What a difference a few weeks make, actually two weeks to be specific. It seems like the veggie fairy has waived her magic wand all over the garden and we are bursting with produce. This week we have had beets, kale, tomatoes and a few lovely heads of red cabbage.
The red cabbage is vivid and colorful and has a nice crunch and holds out better in some dishes that the green cabbage. One of my favorite ways to cook it, is in this very simple stir fry that can add character to your summer table without too much fuss or added calories. In fact, it can take the place of traditional coleslaw without much effort and it travels well since it does not have any mayonnaise, thereby making it a great option for spice lovers, vegans and anyone avoiding gluten as well. I like to finish off with some crunchy coarsely ground peanuts, you can skip the peanuts or substitute this with any nut of your choice. I have sometimes tried this with pistachios which add another layer of color.
The palate of spices used in this recipe is from Southern India, and you will enjoy the nutty crunch of toasted lentils with the bite of ginger in this recipe. This is a very basic whole spice combination, that I use for almost everything, I use it for fresh green beans, tender broccoli and even kale. I look forward to seeing what you do with it.
A simple and crunchy stir-fry that pairs whole spices, lentils, red cabbage and coarsely ground peanuts.
- 11/2 tablespoons oil
- ½ teaspoon black mustard seeds
- 11/2 tablespoons very finely chopped ginger (some texture is preferred in this recipe, so I would avoid using ginger paste)
- 8-10 curry leaves (optional, but they add a nice flavor)
- 11/2 teaspoons split yellow or white lentils
- 2 1/2 cups of finely shredded red cabbage (about ¾ pounds)
- 11/2 teaspoons red pepper flakes
- Salt to taste
- 1 lime, cut in half
- 2 tablespoons chopped cilantro
- 1/3 cup coarsely ground raw, unsalted peanuts
- Heat the oil and add in the black mustard seeds and wait until the seeds begin to crackle.
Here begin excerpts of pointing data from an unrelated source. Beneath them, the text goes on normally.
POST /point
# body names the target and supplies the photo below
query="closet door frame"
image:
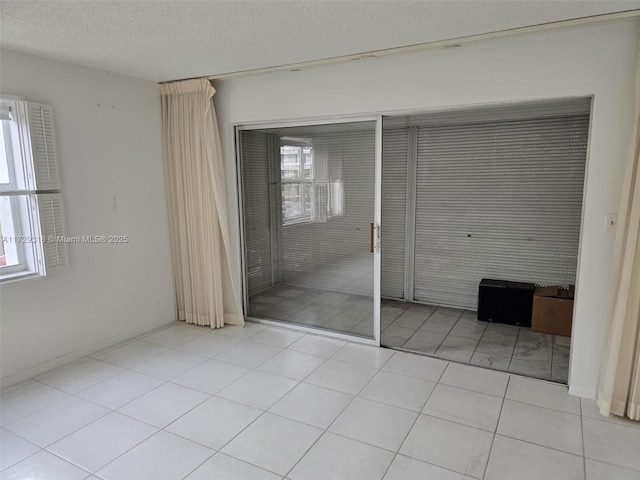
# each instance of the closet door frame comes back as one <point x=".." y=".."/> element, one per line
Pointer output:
<point x="238" y="128"/>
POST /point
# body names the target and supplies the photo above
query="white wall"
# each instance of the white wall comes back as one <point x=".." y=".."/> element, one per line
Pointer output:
<point x="594" y="60"/>
<point x="109" y="144"/>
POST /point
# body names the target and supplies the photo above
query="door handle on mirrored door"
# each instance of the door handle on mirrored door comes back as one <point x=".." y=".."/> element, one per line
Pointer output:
<point x="371" y="229"/>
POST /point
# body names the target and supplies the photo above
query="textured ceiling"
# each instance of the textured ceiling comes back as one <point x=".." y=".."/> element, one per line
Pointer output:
<point x="166" y="40"/>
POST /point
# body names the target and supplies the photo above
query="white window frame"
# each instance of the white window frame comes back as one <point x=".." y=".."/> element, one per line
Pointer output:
<point x="302" y="183"/>
<point x="26" y="233"/>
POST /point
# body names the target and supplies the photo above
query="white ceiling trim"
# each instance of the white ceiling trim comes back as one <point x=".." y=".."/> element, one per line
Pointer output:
<point x="448" y="43"/>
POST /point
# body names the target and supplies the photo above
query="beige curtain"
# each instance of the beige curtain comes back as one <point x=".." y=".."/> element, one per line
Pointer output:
<point x="197" y="201"/>
<point x="619" y="382"/>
- Add in the ginger and sauté well.
- Add in the curry leaves (if using) and add in the lentils and stir fry until the lentils turn golden brown.
- Stir in the cabbage and gently cook for about 5 minutes, until the cabbage softens and begins to wilt.
- Add in the red pepper flakes and the salt and continue cooking for another 3 to 4 minutes.
- Squeeze in the lime juice and stir in the cilantro and the peanuts.
- Depending on your preference, the cabbage can be served immediately or set aside and served at room temperature.